Enfin, ce qui est plus grave, plus symptomatique, si les épreuves littéraires proprement dites accusent une grande faiblesse, un fait bien autrement douloureux encore résulte des observations multipliées de la faculté : la culture générale est en pleine décadence. Les candidats savent peut-être un plus grand nombre de menues choses, ils savent moins bien les nécessaires, ils ont l’esprit moins ouvert et moins éveillé. Ils ont plus de peine à franchir la distance qui sépare l’enseignement secondaire de l’enseignement supérieur.
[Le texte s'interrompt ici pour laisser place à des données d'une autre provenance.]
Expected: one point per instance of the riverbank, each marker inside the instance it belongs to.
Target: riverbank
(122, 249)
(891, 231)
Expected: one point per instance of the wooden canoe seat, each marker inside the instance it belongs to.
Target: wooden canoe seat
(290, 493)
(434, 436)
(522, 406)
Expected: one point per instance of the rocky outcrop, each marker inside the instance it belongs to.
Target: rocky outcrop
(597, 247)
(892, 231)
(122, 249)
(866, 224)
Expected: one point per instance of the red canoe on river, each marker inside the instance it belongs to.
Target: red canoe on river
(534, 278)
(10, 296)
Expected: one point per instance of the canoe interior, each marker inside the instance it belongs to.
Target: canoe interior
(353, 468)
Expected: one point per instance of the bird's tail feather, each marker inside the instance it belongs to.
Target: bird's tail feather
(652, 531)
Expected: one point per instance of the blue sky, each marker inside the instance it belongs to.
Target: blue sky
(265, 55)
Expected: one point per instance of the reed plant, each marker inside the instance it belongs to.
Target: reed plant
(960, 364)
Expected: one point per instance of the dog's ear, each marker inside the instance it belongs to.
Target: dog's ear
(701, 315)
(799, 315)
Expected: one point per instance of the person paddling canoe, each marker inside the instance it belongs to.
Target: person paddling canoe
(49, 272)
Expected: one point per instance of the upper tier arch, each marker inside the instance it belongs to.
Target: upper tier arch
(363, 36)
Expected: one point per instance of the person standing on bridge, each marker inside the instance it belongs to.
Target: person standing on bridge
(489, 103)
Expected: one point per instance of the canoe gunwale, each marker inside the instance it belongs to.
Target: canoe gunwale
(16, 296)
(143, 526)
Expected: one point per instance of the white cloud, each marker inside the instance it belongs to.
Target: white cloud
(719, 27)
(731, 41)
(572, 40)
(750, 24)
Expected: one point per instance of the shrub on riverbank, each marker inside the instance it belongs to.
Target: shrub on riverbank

Cette distance, autrefois, n’était pas un obstacle sérieux pour les bons élèves de rhétorique ou de philosophie. Il y a un abîme aujourd’hui entre les études du second et celles du premier degré. À la licence ès-lettres, les épreuves latines ont perdu considérablement, et, chose curieuse à noter, le succès des candidats ecclésiastiques et de ceux du collège Stanislas, où les exercices classiques ont été conservées dans presque toute leur intégrité, s’affirme de jour en jour davantage. Pour se mettre à la portée de leurs élèves, les maîtres de conférences de la faculté se voient dans la nécessité de leur faire recommencer en quelque sorte leurs humanités. Les étudians, les boursiers de licence eux-mêmes sont d’une telle ignorance qu’on en est réduit à reprendre en sous-œuvre avec eux les principales matières de rhétorique et de seconde.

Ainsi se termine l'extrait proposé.